O crescimento das operações de crédito e desembolsos para a indústria permitiu, em parte, maiores investimentos para o setor, avalia a economista Cláudia Dionísio, da Coordenação de Contas Nacionais do Instituto Brasileiro de Geografia e Estatística (IBGE).

Cláudia destacou a alta de 19% no crédito oferecido no primeiro semestre deste ano, segundo dados do Banco Central, como um dos principais fatores para a alta de 4,4% da indústria de janeiro a julho deste ano.

A economista lembra que os dados do IBGE mostram que a indústria está investindo mais e se reflete na Formação Bruta de Capital Fixo, que apresentou crescimento de 4% no segundo trimestre de 2005, comparado aos primeiros três meses do ano, sendo o sexto resultado positivo consecutivo.

No mesmo período de comparação o crescimento das operações de crédito, em termos nominais, ficou em 19%. "O setor financeiro está desembolsando 19% a mais para a indústria investir, sendo que 14% são para pessoa jurídica", explicou.

No restante, segundo a economista, estão incluídos créditos para pessoas físicas e para entre outros setores, Habitação, Rural, Público e operações de leasing.

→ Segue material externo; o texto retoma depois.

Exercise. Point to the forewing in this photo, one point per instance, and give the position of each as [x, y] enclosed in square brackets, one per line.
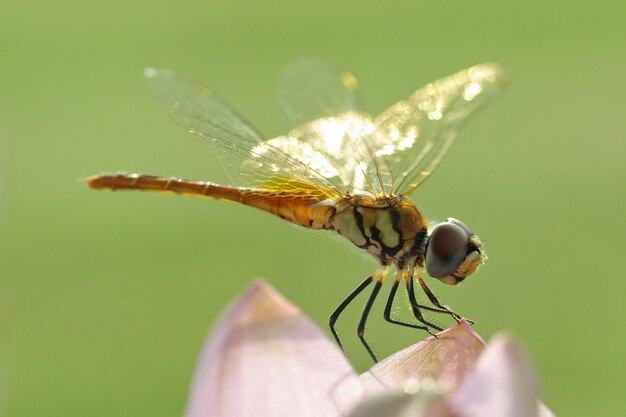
[247, 157]
[311, 89]
[413, 135]
[322, 100]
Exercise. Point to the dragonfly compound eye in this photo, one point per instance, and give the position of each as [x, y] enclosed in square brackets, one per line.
[453, 252]
[447, 247]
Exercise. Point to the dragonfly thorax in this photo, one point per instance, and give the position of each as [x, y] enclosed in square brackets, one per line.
[390, 228]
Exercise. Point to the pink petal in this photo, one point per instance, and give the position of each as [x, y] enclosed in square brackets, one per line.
[503, 384]
[266, 359]
[445, 359]
[402, 404]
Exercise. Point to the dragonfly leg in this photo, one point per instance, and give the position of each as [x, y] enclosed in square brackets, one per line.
[344, 304]
[366, 311]
[389, 307]
[433, 299]
[416, 307]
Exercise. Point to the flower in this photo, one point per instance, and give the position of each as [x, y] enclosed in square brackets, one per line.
[266, 359]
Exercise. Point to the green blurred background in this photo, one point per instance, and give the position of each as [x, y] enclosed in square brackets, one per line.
[106, 299]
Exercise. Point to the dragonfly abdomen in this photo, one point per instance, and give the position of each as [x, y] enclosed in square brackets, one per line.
[129, 181]
[309, 212]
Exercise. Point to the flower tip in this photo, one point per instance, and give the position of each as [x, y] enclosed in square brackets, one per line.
[261, 302]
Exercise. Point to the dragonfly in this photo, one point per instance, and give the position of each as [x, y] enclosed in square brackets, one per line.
[340, 169]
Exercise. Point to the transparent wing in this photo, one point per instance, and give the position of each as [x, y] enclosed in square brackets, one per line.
[323, 100]
[247, 157]
[413, 135]
[311, 89]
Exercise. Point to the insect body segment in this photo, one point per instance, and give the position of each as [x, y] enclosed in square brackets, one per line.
[340, 169]
[303, 209]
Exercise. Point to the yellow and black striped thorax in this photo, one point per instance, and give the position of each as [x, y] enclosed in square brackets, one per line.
[390, 228]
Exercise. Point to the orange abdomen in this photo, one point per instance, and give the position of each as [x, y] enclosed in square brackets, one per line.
[302, 209]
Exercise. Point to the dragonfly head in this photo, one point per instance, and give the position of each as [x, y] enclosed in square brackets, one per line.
[453, 252]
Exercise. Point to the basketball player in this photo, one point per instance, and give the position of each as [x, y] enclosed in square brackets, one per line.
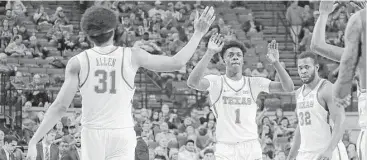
[354, 59]
[105, 75]
[233, 98]
[314, 136]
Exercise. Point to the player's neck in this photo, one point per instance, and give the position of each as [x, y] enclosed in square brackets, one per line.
[314, 83]
[234, 75]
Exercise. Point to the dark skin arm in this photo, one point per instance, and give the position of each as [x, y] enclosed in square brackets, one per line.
[349, 59]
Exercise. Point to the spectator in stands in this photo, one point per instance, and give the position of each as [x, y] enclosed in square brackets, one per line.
[17, 48]
[294, 17]
[141, 149]
[252, 26]
[148, 45]
[17, 7]
[46, 149]
[41, 17]
[6, 34]
[260, 71]
[165, 133]
[188, 152]
[352, 151]
[152, 12]
[10, 143]
[74, 152]
[306, 40]
[173, 154]
[60, 16]
[63, 149]
[12, 20]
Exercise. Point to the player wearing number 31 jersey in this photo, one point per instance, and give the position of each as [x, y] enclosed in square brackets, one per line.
[314, 137]
[233, 98]
[105, 76]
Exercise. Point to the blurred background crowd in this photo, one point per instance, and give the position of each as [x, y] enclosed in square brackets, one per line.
[172, 121]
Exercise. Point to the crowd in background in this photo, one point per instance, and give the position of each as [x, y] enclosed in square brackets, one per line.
[161, 29]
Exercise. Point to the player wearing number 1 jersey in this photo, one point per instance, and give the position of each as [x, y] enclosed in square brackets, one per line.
[105, 76]
[314, 135]
[233, 98]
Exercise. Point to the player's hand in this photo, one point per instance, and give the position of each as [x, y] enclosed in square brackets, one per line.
[273, 53]
[327, 6]
[342, 102]
[216, 43]
[32, 152]
[358, 5]
[204, 21]
[327, 155]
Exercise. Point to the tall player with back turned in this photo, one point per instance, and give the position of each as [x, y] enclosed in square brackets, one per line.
[105, 76]
[352, 61]
[314, 136]
[233, 98]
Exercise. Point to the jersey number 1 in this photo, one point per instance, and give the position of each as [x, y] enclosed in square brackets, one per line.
[103, 80]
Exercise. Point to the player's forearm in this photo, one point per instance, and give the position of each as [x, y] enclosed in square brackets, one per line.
[185, 54]
[198, 72]
[285, 79]
[338, 131]
[318, 43]
[52, 116]
[296, 144]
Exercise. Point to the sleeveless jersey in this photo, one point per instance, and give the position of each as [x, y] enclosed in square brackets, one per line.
[106, 95]
[362, 108]
[312, 121]
[235, 112]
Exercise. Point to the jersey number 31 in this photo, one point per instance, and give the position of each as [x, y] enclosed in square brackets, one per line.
[104, 79]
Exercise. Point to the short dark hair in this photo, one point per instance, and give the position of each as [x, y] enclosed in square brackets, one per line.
[308, 54]
[98, 23]
[10, 138]
[231, 44]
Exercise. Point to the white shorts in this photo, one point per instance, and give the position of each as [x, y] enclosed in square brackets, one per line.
[340, 153]
[362, 145]
[108, 144]
[250, 150]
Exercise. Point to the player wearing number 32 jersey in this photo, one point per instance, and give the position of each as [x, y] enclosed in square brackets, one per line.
[233, 98]
[105, 76]
[315, 137]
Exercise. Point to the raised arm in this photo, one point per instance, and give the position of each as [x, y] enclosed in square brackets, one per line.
[337, 114]
[296, 144]
[196, 79]
[286, 83]
[161, 63]
[349, 60]
[59, 107]
[318, 43]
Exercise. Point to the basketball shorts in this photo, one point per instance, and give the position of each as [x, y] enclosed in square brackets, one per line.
[249, 150]
[108, 144]
[340, 153]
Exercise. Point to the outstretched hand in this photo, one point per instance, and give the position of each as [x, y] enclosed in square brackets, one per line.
[204, 21]
[327, 6]
[216, 43]
[273, 52]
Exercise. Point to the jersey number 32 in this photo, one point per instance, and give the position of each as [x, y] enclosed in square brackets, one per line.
[106, 83]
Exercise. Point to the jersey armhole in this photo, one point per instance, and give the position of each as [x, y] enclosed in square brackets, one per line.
[124, 49]
[317, 94]
[81, 83]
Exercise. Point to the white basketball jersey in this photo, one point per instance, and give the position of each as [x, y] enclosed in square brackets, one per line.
[235, 112]
[106, 94]
[312, 121]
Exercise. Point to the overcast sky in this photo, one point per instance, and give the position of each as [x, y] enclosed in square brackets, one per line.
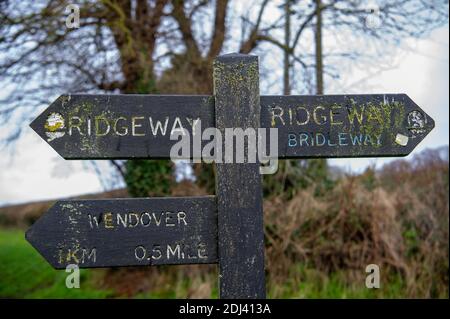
[37, 172]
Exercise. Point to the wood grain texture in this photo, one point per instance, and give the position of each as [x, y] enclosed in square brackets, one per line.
[308, 126]
[238, 186]
[128, 232]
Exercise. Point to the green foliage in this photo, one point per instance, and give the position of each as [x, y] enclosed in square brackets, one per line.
[146, 178]
[25, 274]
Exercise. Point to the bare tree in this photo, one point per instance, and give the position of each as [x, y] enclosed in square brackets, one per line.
[119, 46]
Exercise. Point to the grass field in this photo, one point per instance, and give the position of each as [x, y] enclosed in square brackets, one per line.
[25, 274]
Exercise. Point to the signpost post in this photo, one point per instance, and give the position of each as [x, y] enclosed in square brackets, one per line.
[226, 228]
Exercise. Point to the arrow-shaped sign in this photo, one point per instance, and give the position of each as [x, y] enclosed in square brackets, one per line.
[128, 232]
[140, 126]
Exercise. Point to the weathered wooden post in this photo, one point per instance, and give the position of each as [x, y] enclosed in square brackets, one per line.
[226, 229]
[238, 185]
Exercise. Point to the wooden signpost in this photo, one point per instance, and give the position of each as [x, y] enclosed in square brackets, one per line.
[226, 228]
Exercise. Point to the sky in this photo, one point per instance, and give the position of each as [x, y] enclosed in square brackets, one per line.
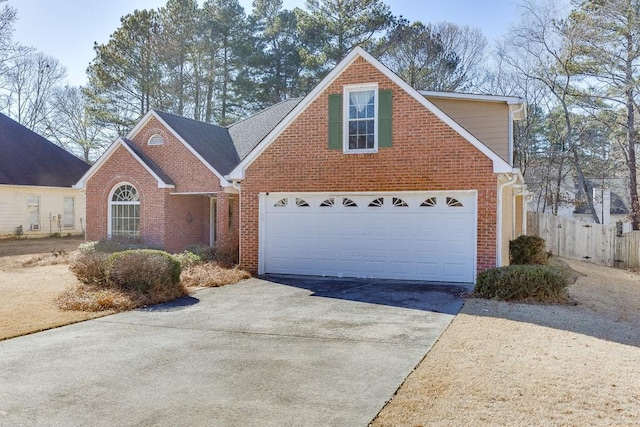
[67, 29]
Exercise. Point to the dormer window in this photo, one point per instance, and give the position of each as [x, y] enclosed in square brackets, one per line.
[360, 119]
[361, 105]
[156, 139]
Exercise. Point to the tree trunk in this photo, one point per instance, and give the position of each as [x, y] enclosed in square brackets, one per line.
[631, 139]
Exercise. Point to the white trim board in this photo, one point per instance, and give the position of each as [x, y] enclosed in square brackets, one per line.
[238, 173]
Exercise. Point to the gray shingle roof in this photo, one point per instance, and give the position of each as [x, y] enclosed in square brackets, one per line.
[27, 158]
[212, 142]
[150, 164]
[247, 133]
[223, 148]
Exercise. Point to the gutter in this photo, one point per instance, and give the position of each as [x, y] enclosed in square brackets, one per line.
[501, 187]
[511, 122]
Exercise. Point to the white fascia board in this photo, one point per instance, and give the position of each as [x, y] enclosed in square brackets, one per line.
[473, 97]
[499, 165]
[112, 148]
[152, 113]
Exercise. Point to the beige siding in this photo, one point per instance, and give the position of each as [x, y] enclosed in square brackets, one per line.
[13, 210]
[487, 121]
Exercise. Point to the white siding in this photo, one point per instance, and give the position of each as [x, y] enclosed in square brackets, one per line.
[13, 210]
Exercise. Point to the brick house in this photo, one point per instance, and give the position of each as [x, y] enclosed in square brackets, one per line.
[364, 177]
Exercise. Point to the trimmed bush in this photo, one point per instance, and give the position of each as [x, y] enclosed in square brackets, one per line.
[528, 250]
[89, 266]
[143, 269]
[523, 282]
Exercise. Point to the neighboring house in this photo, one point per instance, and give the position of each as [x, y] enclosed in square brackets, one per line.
[609, 195]
[364, 177]
[36, 179]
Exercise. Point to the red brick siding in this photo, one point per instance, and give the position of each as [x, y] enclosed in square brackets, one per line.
[186, 222]
[169, 221]
[122, 167]
[426, 155]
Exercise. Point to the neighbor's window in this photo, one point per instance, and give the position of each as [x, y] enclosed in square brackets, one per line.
[124, 206]
[361, 106]
[33, 212]
[68, 219]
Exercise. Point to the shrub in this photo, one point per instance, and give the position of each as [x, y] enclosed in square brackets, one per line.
[143, 269]
[212, 275]
[92, 298]
[528, 250]
[523, 282]
[89, 266]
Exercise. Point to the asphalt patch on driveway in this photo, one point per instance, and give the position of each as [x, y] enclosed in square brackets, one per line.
[417, 295]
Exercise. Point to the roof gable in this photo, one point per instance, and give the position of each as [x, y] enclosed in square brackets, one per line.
[211, 143]
[30, 159]
[248, 133]
[163, 180]
[499, 165]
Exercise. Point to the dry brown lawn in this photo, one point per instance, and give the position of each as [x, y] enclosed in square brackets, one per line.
[497, 363]
[28, 293]
[518, 364]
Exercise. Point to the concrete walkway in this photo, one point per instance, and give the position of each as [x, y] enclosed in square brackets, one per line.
[288, 351]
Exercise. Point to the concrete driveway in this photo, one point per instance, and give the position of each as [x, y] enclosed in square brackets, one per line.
[276, 351]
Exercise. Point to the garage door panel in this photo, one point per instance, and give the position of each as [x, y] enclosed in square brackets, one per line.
[387, 242]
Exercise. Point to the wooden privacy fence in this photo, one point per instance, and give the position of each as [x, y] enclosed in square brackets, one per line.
[600, 244]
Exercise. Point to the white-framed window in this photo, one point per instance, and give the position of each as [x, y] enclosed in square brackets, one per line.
[69, 215]
[124, 211]
[33, 212]
[155, 139]
[360, 118]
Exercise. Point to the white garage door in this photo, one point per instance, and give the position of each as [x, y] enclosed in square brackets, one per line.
[417, 236]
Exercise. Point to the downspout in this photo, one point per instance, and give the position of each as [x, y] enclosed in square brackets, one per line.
[501, 187]
[511, 121]
[520, 190]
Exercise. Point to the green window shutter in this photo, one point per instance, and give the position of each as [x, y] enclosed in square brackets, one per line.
[384, 118]
[335, 122]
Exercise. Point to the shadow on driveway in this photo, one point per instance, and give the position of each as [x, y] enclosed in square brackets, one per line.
[417, 295]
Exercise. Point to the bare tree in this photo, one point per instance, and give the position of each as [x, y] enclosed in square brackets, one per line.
[469, 46]
[607, 37]
[542, 47]
[73, 125]
[30, 82]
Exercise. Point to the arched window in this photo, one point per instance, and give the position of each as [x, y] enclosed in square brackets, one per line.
[124, 208]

Cláudia Dionísio explicou que o crédito pessoal também tem ajudado a melhorar o desempenho da Indústria.

"O consumo das famílias registrou crescimento de 3% no segundo trimestre desse ano em relação ao mesmo período do início de 2005. A comparação é com uma base alta, então, é sinal que cresceu em cima de um trimestre que tinha crescido 4,3%", disse.

O PIB teve crescimento de 1,4% no segundo trimestre deste ano, na comparação com os primeiros três meses de 2005. Em relação ao mesmo período de 2004, o crescimento foi de 3,9%.